Roberto Beccantini

Catenaccio mon amour

Ode al catenaccio. La Lazio di Torino mi ha fatto tornare ragazzo, quando il televisore in bianconero non significava sudditanza psicologica, e più che ai pulpiti rimandava ai trespoli, dall'alto dei quali troneggiava nei cuori dei bar sport, così densi di fumo, di catarro, di paste. Non dava risposte, quella tv, faceva domande. La più famosa di tutte: lascia o raddoppia? Immagino gli sbadigli: di cosa cavolo parla questo qua? Di un altro secolo, di macerie, di ruderi. Al tempo. Era un secolo fa, d'accordo, e il calcio non è più quello (che discorsi). Ogni tanto, però, si attorciglia su sé stesso, come i serpenti attorno a Laocoonte. E l'archeologo che è in me, sorride.

Catenaccio mon amour. La cosa buffa è che non nasce in Italia. Il papà del «verrou» (chiavistello, appunto) è un tecnico austriaco che allena il Servette, in Svizzera: Karl Rappan. Siamo negli anni Trenta, intitolati al Sistema di Herbert Chapman (alla lavagna: 3-2-2-3; oggi, 3-4-3). Rappan tolse un mediano dal centrocampo e lo piazzò dietro la difesa. Oplà: ecco a voi il battitore libero, che poi, con Gipo Viani, Nereo Rocco, Alfredo Foni e Helenio Herrera sarebbe diventato il simbolo della scuola italianista.

La Lazio di Vladimir Petkovic avrebbe commosso Gianni Brera. Adorava le squadre «femmine», il Maradona della Olivetti, e quale squadra più «femmina» della Lazio di sabato? La Juventus ha fatto di tutto, con tutti. Non di rado, partite così orientate finiscono per baciare gli assaliti, non gli assalitori. Mi viene in mente un memorabile Celtic-Milan di Coppa dei Campioni, nel corso del quale il Milan superò la metà campo una volta sola. Gli bastò: passaggio sbagliato al portiere, rapina di Pierino Prati a suola armata.

Juventus-Lazio mi ha ricordato Barcellona-Chelsea. Il calcio non è come il basket, nel calcio ci sono i portieri (e Federico Marchetti lo è stato, chapeau!), le traverse, i pali; e poi si gioca con i piedi.
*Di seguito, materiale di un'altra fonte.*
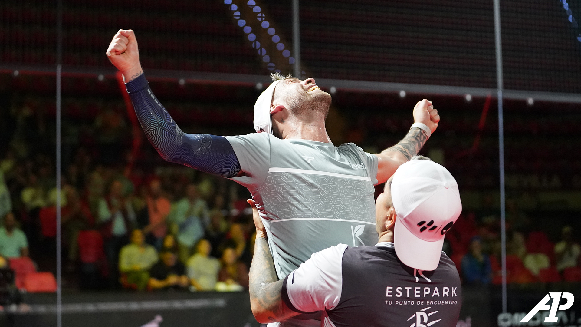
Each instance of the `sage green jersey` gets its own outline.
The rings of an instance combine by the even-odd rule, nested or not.
[[[278,278],[311,255],[343,243],[378,242],[377,157],[353,143],[335,147],[266,133],[227,136],[268,234]]]

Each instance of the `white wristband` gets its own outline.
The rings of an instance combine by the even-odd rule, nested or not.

Il catenaccio è anche uno stato d'animo, tanto è vero che Petkovic ha parlato di atteggiamento pavido, dimesso. Sono queste differenze di stili, che per una notte possono rovesciare la dittatura del possesso palla, a rendere il football superiore persino al marcio che lo soffoca.

Intendiamoci: catenaccio non significa chiudersi a tripla mandata. Guai a buttare via la chiave, si rischia di non uscire mai dall'area; e non uscendo mai, il pericolo lotteria aumenta: rimpalli, parabole, fuoco amico. Alla Lazio è andata bene, il cero a santa Traversa ha funzionato. Alla Juventus manca una chiave come David Trezeguet: apriva tutte le serrature.

In generale, è un termine che non gode di buona stampa: ormai è stato sdoganato tutto, da pezzo di m. a testa di c., ma ad accusare un allenatore di catenaccio scatta la scomunica, e gli stessi cronisti ne scrivono con riluttanza. I chirurghi estetici di Coverciano lo imbottiscono di silicone (due linee semoventi) e invitano a non abusarne. Poi però il Chelsea alza la Champions e la Lazio resiste allo Juventus. E allora vai con l'inno:  el catenaccio unido jamàs serà vencido. Più o meno.